Additionally, high doses of omega-3s found in fish oil may slightly increase your blood sugar levels. In most cases, the effect won't interfere with diabetes medication or increase your risk of diabetes. Still, if you are struggling to manage your blood sugar, fish oil may not be the best option for you.

You should avoid taking fish oil supplements at least a week before scheduled surgery (including dental surgery) to prevent excessive bleeding.

To avoid interaction, always advise your healthcare provider about any medications you are taking, whether they are prescription, over-the-counter, dietary, herbal, or recreational.

Fish oil capsules
Verywell / Anastasia Tretiak


People with heart disease are often advised to take 1 gram (1,000 milligrams) of a combination of DHA and EPA from fish oil each day.

As beneficial as fish oil may be, It is possible to overdose on omega-3 fatty acids, triggering an array of adverse events, including:

  • Bleeding gums
  • Nosebleeds
  • Hyperglycemia (high blood sugar)
  • Hypotension (low blood pressure)
  • Diarrhea
  • Acid reflux
  • Insomnia

Doses of omega-3 fatty acids greater than 3 grams (3,000 milligrams) may increase your risk of bleeding, even if you are not taking blood-thinning medications.

There is also concern that the high intake of omega-3 fatty acids could slow blood clotting to such a degree as to increase the risk of hemorrhagic stroke.
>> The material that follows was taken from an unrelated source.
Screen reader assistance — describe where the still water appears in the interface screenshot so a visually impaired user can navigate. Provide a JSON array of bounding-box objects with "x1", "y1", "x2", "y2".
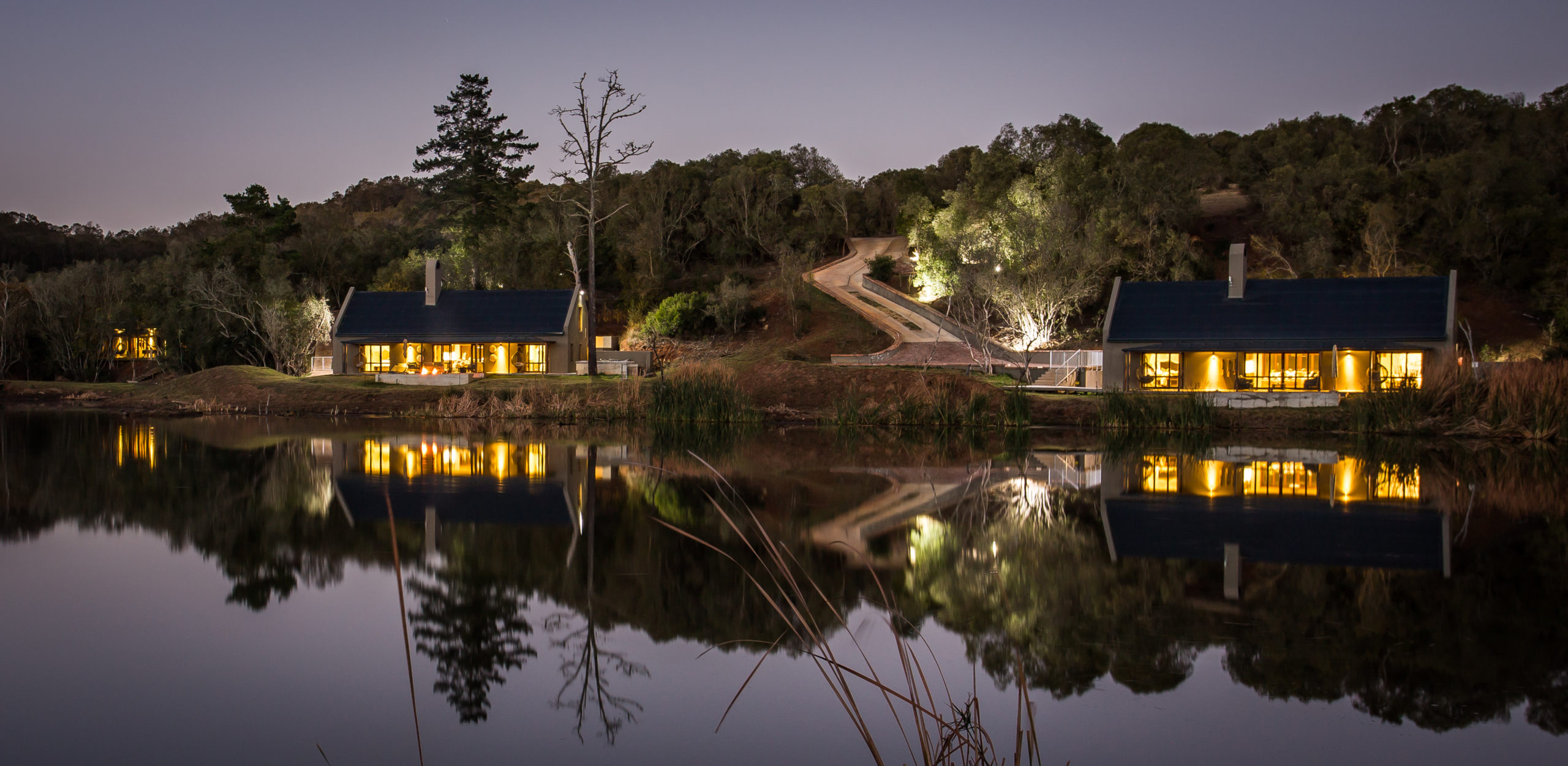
[{"x1": 0, "y1": 412, "x2": 1568, "y2": 764}]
People at risk of stroke should only use fish oil under the supervision of a cardiologist.

Because fish oil contains high amounts of vitamin A, it is possible to develop vitamin A toxicity by taking too much. Symptoms include dizziness, nausea, joint pain, and skin irritation.

Correction - February 2, 2023: This article was updated to clarify that high blood sugar is hyperglycemia.

8 Sources
Verywell Health uses only high-quality sources, including peer-reviewed studies, to support the facts within our articles. Read our editorial process to learn more about how we fact-check and keep our content accurate, reliable, and trustworthy.
  1. Abdelhamid AS, Brown TJ, Brainard JS, et al. Omega-3 fatty acids for the primary and secondary prevention of cardiovascular disease. Cochrane Database Syst Rev. 2018 Jul 18;7(7):CD003177. doi:10.1002/14651858.CD003177.pub3

  2. Office of Dietary Supplements. Omega-3 fatty acids: fact sheet for health professionals.

  3. American Heart Association. Fish and omega-3 fatty acids.

  4. Novotny K, Fritz K, Parmar M. Omega-3 fatty acids. In: StatPearls [Internet].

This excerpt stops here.